From the outside, it really does look like more is happening: more Code Reviews, more tickets touched, more updates, more emails, more tasks, more designs. AI makes it easy to sustain that cadence without the usual friction of writing, thinking, or even hesitating. But inside the work, there’s a dilemma that keeps getting bigger.

There’s the actual engineering: tracking down a race condition that only shows up under load, or realizing a “simple” bug is really a broken assumption in the design. Or deciding not to refactor a system just because it’s messy, because it still works and the risk isn’t worth it. That part doesn’t get faster with AI. Do you do the work that AI can do and have far lower metrics than the other engineers? Or do you just go ahead and prompt all day, make code and designs at all time? Do you find ways to have NO code solutions or do you use AI to create a shit ton of features, systems, designs? Yes... I don't know what to do either.
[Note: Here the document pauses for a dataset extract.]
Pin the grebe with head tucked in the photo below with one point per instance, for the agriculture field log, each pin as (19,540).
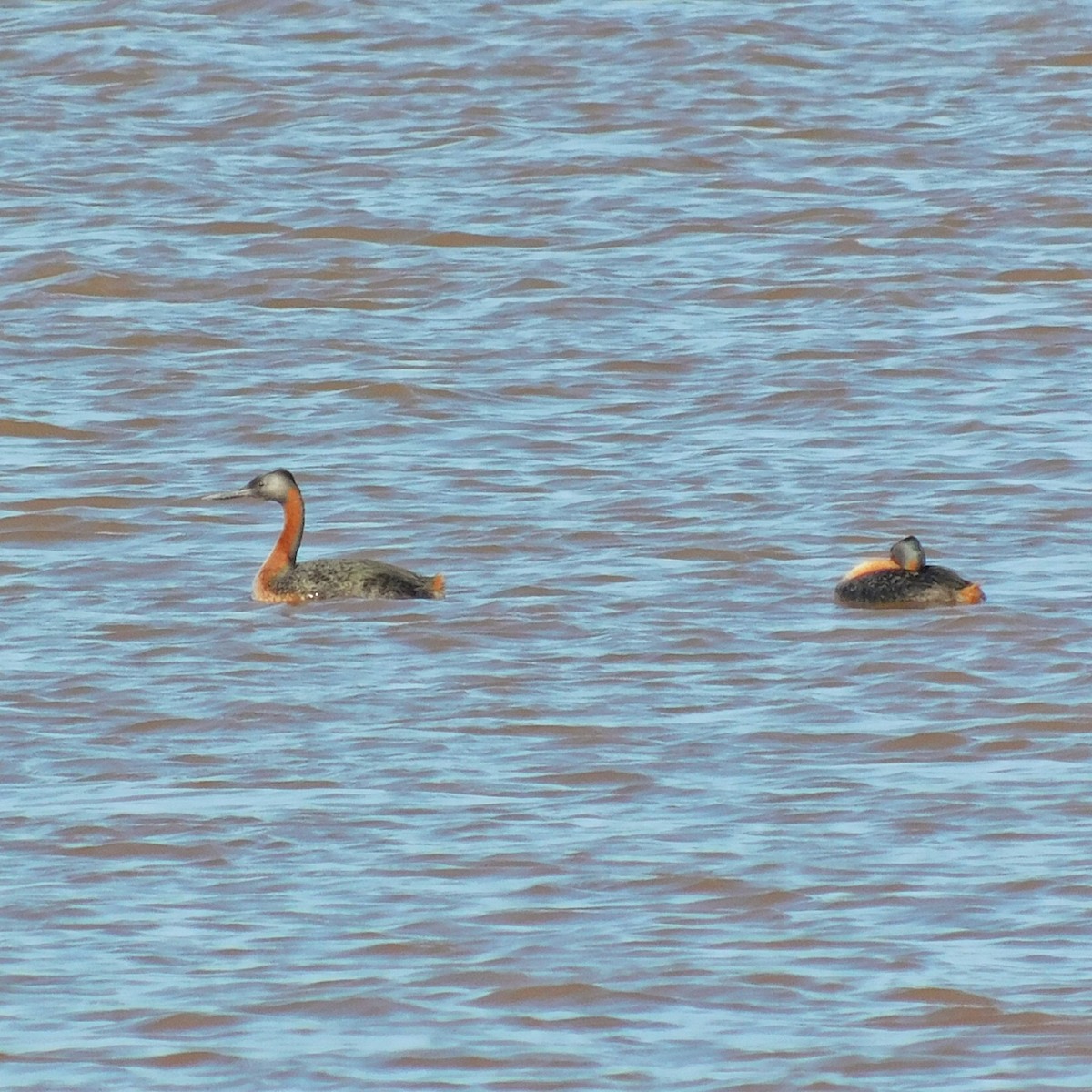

Then there’s everything around it. AI makes it trivial to generate a large “cleanup” refactor that renames files and reshuffles modules so the code looks better in a PR. Or to spin up a broad test suite that gives the impression of coverage without really targeting the failure modes that matter. Or to split a single coherent change into ten smaller PRs so the activity graph looks healthier. Even documentation gets pulled into this, polished, expansive docs that read well... but are never actually read anymore because too much noise is happening. We prompt AI to generate designs and then, our reviewers, prompt AI to summarize and review. And management seems to love it.

Engineering behavior adapts to the KPIs that count. More incremental commits, more PR fragments, more “AI helped me generate this” notes that signal participation in the expected workflow. Even when the real work is still the slow part, debugging, reasoning, saying no to unnecessary changes,it increasingly has to be wrapped in artifacts that look like momentum. We all want to keep our jobs.

The uncomfortable part is that AI didn’t just increase productivity. It lowered the cost of producing convincing evidence of productivity. And once that becomes easy, it starts to compete with the harder question of whether any of it actually mattered.